NHL Playoff Update!!!!!


Actually, not so much.

Just when I want to give hockey the respect it so obviously deserves--the athaletes that play it can not only stand up on those skates but actually skate on them, which, as it turns out, is goddamn hard--something happens. Something to jog the ol' Disrespekternator back to creaky life. Something like the very existence of the Anaheim Ducks, formerly The Mighty Ducks of Anaheim.

Look, I have nothing against ducks. Just last Friday I spent an afternoon drinking Galliano with a small flock of Northern Shovelers. (Don't you judge me.)

But I simply can't take seriously any "major" sports franchise that was named, even for a little while, after an Emilio Estevez film. (Unless it was maybe this one.) Can you imagine that happening anywhere else in this country? Or in any other sport? Of course not.
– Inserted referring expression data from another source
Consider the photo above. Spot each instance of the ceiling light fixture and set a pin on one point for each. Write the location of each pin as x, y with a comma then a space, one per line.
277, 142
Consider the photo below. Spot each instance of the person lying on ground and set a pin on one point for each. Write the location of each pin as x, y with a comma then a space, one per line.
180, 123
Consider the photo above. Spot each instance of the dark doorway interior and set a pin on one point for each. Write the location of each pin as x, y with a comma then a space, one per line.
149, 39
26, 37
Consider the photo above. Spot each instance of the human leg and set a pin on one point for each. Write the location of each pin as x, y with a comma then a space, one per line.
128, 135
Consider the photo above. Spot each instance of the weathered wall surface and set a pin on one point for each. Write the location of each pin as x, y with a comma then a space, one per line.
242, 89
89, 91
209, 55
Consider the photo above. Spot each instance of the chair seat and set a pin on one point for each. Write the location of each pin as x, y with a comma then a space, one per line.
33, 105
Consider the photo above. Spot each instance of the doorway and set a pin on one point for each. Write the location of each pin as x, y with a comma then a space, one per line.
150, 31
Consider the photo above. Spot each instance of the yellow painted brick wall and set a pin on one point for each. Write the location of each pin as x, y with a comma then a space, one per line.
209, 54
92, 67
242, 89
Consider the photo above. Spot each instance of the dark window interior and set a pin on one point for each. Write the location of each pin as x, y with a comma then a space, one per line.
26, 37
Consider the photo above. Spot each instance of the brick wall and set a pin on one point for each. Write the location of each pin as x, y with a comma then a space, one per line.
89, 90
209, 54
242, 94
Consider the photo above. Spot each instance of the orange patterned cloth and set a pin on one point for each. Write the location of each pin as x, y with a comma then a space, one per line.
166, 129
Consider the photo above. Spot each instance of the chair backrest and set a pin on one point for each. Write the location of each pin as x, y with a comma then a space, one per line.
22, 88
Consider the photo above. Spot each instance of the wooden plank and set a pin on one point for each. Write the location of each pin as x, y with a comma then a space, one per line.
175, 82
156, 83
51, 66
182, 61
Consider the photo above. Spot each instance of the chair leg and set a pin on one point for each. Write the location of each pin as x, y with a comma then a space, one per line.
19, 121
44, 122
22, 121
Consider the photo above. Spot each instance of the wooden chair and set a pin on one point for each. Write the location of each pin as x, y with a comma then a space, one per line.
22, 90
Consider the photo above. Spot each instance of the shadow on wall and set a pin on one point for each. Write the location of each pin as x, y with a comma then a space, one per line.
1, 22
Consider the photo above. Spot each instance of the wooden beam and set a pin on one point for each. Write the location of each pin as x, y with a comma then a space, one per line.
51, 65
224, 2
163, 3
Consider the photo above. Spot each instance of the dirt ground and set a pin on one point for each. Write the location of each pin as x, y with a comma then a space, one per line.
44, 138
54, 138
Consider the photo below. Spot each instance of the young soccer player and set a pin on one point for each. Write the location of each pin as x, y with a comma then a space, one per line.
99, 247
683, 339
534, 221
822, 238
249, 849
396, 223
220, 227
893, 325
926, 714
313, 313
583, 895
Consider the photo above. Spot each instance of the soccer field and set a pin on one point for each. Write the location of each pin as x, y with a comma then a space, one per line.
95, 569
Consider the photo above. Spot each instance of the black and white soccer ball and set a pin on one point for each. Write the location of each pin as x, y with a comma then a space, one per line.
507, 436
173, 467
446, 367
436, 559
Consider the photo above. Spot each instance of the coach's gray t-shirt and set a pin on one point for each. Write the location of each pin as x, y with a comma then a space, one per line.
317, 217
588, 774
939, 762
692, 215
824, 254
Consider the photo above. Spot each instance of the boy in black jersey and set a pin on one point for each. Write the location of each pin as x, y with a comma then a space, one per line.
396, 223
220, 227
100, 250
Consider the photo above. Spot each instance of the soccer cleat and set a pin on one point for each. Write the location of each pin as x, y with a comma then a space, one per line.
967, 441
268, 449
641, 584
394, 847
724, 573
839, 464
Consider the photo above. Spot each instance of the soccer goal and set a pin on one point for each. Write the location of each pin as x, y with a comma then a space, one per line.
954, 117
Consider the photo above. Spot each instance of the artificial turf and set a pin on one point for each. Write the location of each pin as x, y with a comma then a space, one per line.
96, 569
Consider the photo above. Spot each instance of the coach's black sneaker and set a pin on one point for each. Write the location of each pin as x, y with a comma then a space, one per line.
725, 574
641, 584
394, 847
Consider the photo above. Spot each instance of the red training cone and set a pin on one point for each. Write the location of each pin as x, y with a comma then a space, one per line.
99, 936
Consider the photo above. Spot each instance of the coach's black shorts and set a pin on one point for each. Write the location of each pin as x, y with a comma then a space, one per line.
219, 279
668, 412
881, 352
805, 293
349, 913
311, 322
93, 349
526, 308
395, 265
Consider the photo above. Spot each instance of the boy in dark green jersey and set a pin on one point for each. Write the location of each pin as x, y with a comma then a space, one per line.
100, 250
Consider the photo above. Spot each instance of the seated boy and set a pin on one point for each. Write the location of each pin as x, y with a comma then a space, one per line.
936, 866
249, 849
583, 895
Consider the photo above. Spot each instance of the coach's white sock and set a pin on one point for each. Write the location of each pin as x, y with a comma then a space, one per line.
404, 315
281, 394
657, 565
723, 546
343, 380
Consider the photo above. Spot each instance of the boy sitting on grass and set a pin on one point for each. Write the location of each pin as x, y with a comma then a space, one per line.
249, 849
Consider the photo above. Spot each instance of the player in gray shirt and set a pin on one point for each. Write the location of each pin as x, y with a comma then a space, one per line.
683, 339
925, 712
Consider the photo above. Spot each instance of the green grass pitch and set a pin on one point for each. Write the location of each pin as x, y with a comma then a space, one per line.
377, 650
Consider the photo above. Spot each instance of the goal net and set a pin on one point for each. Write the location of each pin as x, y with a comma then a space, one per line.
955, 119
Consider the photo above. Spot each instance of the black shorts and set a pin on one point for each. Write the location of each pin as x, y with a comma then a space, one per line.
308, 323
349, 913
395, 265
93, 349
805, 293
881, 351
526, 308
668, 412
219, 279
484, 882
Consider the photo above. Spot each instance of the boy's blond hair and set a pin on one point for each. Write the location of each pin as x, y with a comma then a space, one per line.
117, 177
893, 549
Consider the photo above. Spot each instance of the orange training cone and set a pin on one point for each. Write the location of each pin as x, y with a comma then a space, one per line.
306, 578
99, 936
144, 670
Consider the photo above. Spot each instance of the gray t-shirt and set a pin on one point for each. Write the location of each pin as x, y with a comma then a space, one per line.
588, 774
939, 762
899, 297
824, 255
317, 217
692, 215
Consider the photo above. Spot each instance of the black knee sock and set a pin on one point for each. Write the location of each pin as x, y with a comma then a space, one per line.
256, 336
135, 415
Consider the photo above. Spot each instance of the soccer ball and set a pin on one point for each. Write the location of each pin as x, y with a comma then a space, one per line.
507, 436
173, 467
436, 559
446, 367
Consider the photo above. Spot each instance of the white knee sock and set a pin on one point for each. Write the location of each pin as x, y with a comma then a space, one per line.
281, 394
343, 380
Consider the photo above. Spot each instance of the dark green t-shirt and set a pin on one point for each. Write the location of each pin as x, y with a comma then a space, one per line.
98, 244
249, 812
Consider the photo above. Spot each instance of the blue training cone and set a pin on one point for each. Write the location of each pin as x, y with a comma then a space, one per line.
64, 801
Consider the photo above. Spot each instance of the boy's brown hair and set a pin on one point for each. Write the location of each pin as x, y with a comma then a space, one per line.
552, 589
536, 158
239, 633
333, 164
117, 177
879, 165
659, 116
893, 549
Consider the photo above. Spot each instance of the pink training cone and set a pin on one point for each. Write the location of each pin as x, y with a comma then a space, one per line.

Only the NHL thinks enough of its product to tie civic hopes and dreams to the fate of a fucking Disney movie.

L.A. even already had a hockey team, and no one really knows if Anaheim is even real. (Certainly not this guy.) The team only seemed to exist to be named after the movie; a grand and humiliating cross-promotional exercise. The late attempt at blotting the corporate jizz-stain by dropping the "Mighty" was just that. Too late.

Sorry, hockey. Scrub though you might over the years, you'll never remove the Mouse's stain. It's on you like murder on Ray Lewis, women's clothes on Marv Albert, war crimes on the Bush family.

1 comments:

old no. 7 said...

How can you disrespect Men At Work like that? It's a classic film, and totally worthy of naming a minor league baseball team (or wrestling tag team) after.